Significantly, TogbeAfede is also not calling for the questionable dozens of SUVs which then-President John Dramani Mahama donated to some members of the National House of Chiefs, if memory serves yours truly accurately, in the leadup to the 2012 Presidential Election, which caused the late Mr. Jake OtankaObetsebi-Lamptey, the then National Chairman of the New Patriotic Party, to wonder out loud and publicly whether these “gifts” were not obviously meant to buy the votes of these major traditional rulers and their subjects, thereby unduly and even illegally influence the outcome of Election 2012.

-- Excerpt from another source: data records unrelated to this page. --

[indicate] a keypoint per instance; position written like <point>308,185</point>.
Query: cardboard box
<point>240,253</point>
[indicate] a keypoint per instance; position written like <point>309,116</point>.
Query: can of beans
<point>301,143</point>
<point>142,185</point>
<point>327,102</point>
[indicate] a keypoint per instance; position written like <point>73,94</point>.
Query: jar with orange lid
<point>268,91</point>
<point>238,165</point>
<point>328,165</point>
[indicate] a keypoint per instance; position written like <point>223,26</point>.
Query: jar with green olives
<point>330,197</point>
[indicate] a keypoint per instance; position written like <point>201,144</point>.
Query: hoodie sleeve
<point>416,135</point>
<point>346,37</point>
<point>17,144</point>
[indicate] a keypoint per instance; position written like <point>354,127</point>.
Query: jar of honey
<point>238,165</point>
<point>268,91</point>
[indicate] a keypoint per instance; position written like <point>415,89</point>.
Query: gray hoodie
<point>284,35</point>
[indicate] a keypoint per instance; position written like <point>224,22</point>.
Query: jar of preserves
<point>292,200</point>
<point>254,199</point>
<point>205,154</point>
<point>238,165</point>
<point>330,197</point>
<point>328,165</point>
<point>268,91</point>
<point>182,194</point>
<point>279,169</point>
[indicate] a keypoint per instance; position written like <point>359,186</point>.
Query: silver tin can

In essence, what I am highlighting here is the fact that in terms of practice, Mr. Freddy Blay may only be following a long-established precedent or tradition, however unethical this may seem to some cynical and pathologically self-interested observers. I personally find the call by TogbeAfede to be inexcusably hypocritical, in spite of the fact that he is also quick to point out that he heartily welcomes the widely reported decision by Mr. Martin Amidu, the Special Independent Public Prosecutor, to look into the same. Maybe somebody ought to tell the co-founder of Databank Ghana Limited that he, himself, has a bounden obligation to come squeaky clean in the matter of the seismic scandal that recently rocked the Ghana Football Association (GFA), swiftly and directly culminating in the resignation of Mr. Kwasi Nyantakyi, the longest-serving administrator of that most powerful nongovernmental establishment.

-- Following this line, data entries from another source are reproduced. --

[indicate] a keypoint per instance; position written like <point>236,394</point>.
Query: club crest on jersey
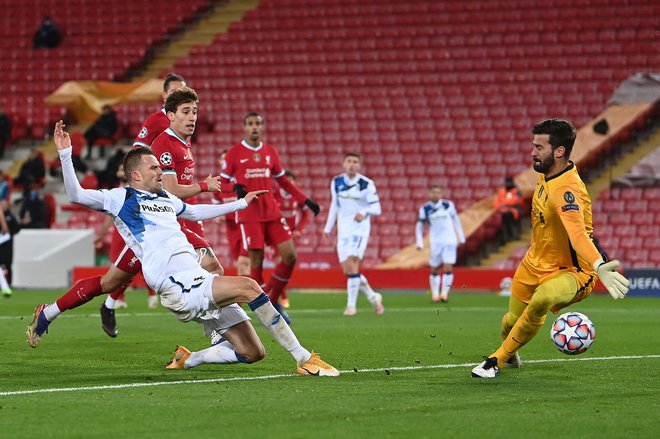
<point>166,158</point>
<point>569,197</point>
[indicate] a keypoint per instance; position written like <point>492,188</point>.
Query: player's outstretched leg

I have already written extensively and remarked adequately on the inescapably laudable decision by Mr. Blay to create jobs and put money into both the pockets of hitherto unemployed or woefully underemployed ordinary Ghanaian citizens, as well into the coffers of the New Patriotic Party and do not intend to rehash the same here. In the past, I have personally and passionately called for NPP leaders to find creative ways of creating jobs for the people, especially economically deprived party members, supporters and sympathizers. I have, for instance, adumbrated on the need for the party to get actively involved in entrepreneurship in the areas of hospitality management, such as the ownership of hotels and restaurants, and all the various aspects of agriculture. I have also counseled the party’s leadership to help the NPP own media establishments, and not be at the beck or whim of private media owners who are members of the party.
So for me, the decision by Mr. Blay to acquire those commercial buses for the NPP is all in keeping with something that I sincerely believe in and have been studiously promoting for as long as I can remember. My only difference with the newly elected National Chairman of the New Patriotic Party purely has to do with his decision to operationally affiliate these buses with the State Transport Corporation. That is a big “No!No!” for me. These buses have to be either privately operated or operated as part of the corporate interests of the New Patriotic Party, else any change in government could very well see the fortunes of the party, literally, go bust.